## Applied Statistics Lesson of the Day – Notation for Fractional Factorial Designs

Fractional factorial designs use the $L^{F-p}$ notation; unfortunately, this notation is not clearly explained in most textbooks or web sites about experimental design.  I hope that my explanation below is useful.

• $L$ is the number of levels in each factor; note that the $L^{F-p}$ notation assumes that all factors have the same number of levels.
• If a factor has 2 levels, then the levels are usually coded as $+1$ and $-1$.
• If a factor has 3 levels, then the levels are usually coded as $+1$, $0$, and $-1$.
• $F$ is the number of factors in the experiment
• $p$ is the number of times that the full factorial design is fractionated by $L$.  This number is badly explained by most textbooks and web sites that I have seen, because they simply say that $p$ is the fraction – this is confusing, because a fraction has a numerator and a denominator, and $p$ is just 1 number.  To clarify,
• the fraction is $L^{-p}$
• the number of treatments in the fractional factorial design is $L^{-p}$ multiplied by the total possible number of treatments in the full factorial design, which is $L^F$.

If all $L^F$ possible treatments are used in the experiment, then a full factorial design is used.  If a fractional factorial design is used instead, then $L^{-p}$ denotes the fraction of the $L^F$ treatments that is used.

Most factorial experiments use binary factors (i.e. factors with 2 levels, $L = 2$).  Thus,

• if $p = 1$, then the fraction of treatments that is used is $2^{-1} = 1/2$.
• if $p = 2$, then the fraction of treatments that is used is $2^{-2} = 1/4$.

This is why

• a $2^{F-1}$ design is often called a half-fraction design.
• a $2^{F-2}$ design is often called a quarter-fraction design.

However, most sources that I have read do not bother to mention that $L$ can be greater than 2; experiments with 3-level factors are less frequent but still common.  Thus, the terms half-fraction design and half-quarter design only apply to binary factors.  If $L = 3$, then

• a $3^{F-1}$ design uses one-third of all possible treatments.
• a $3^{F-2}$ design uses one-ninth of all possible treatments.

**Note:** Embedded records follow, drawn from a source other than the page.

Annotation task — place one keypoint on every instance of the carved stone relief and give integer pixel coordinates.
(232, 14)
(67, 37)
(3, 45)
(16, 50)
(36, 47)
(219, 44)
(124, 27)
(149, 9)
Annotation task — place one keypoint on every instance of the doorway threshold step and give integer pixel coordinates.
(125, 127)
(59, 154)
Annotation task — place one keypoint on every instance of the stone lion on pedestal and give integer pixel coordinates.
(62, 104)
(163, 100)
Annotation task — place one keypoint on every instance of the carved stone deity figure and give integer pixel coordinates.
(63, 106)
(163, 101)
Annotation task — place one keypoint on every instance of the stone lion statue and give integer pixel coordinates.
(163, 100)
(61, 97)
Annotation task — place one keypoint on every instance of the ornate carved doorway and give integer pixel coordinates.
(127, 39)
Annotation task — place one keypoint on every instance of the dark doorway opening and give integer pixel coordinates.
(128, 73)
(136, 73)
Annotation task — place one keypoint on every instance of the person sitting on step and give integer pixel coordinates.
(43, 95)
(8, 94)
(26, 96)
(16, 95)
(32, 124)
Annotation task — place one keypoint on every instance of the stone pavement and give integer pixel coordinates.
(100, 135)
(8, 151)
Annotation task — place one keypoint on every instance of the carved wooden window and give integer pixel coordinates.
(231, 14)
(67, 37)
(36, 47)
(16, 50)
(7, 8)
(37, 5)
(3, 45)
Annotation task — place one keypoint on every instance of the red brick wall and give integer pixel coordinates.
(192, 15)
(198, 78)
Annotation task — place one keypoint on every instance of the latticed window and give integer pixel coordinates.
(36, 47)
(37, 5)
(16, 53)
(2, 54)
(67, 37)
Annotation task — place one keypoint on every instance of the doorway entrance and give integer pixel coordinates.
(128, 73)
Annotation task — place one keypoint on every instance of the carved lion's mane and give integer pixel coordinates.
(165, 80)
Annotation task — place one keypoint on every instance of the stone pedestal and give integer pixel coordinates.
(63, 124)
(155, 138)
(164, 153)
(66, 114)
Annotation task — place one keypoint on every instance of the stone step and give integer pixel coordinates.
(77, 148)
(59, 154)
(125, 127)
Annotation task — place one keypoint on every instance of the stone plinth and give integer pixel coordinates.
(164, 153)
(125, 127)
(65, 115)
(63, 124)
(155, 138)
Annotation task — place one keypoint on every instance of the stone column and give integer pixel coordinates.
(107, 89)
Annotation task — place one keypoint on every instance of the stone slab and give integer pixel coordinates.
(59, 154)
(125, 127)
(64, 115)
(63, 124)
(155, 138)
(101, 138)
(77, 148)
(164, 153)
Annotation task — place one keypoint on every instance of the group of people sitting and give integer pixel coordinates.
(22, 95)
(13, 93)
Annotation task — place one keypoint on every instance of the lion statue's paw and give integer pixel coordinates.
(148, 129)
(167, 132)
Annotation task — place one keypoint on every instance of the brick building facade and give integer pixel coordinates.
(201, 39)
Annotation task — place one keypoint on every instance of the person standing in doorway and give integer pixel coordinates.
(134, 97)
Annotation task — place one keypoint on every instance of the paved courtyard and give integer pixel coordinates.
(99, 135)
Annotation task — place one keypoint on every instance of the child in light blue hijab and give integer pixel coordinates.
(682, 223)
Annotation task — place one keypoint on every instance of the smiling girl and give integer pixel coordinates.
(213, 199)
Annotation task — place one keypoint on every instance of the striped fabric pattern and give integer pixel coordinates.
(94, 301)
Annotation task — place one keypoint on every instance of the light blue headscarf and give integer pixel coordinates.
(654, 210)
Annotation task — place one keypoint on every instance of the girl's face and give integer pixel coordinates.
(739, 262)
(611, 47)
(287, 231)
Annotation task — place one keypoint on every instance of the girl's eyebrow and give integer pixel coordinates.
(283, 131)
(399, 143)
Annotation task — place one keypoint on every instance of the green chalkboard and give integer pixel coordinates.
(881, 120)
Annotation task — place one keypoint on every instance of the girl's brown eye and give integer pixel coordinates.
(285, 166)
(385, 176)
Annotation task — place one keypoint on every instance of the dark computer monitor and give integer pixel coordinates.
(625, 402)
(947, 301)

## Applied Statistics Lesson of the Day – The Full Factorial Design

An experimenter may seek to determine the causal relationships between $G$ factors and the response, where $G > 1$.  On first instinct, you may be tempted to conduct $G$ separate experiments, each using the completely randomized design with 1 factor.  Often, however, it is possible to conduct 1 experiment with $G$ factors at the same time.  This is better than the first approach because

• it is faster
• it uses less resources to answer the same questions
• the interactions between the $G$ factors can be examined

Such an experiment requires the full factorial design; in this design, the treatments are all possible combinations of all levels of all factors.  After controlling for confounding variables and choosing the appropriate range and number of levels of the factor, the different treatments are applied to the different groups, and data on the resulting responses are collected.

The simplest full factorial experiment consists of 2 factors, each with 2 levels.  Such an experiment would result in $2 \times 2 = 4$ treatments, each being a combination of 1 level from the first factor and 1 level from the second factor.  Since this is a full factorial design, experimental units are independently assigned to all treatments.  The 2-factor ANOVA model is commonly used to analyze data from such designs.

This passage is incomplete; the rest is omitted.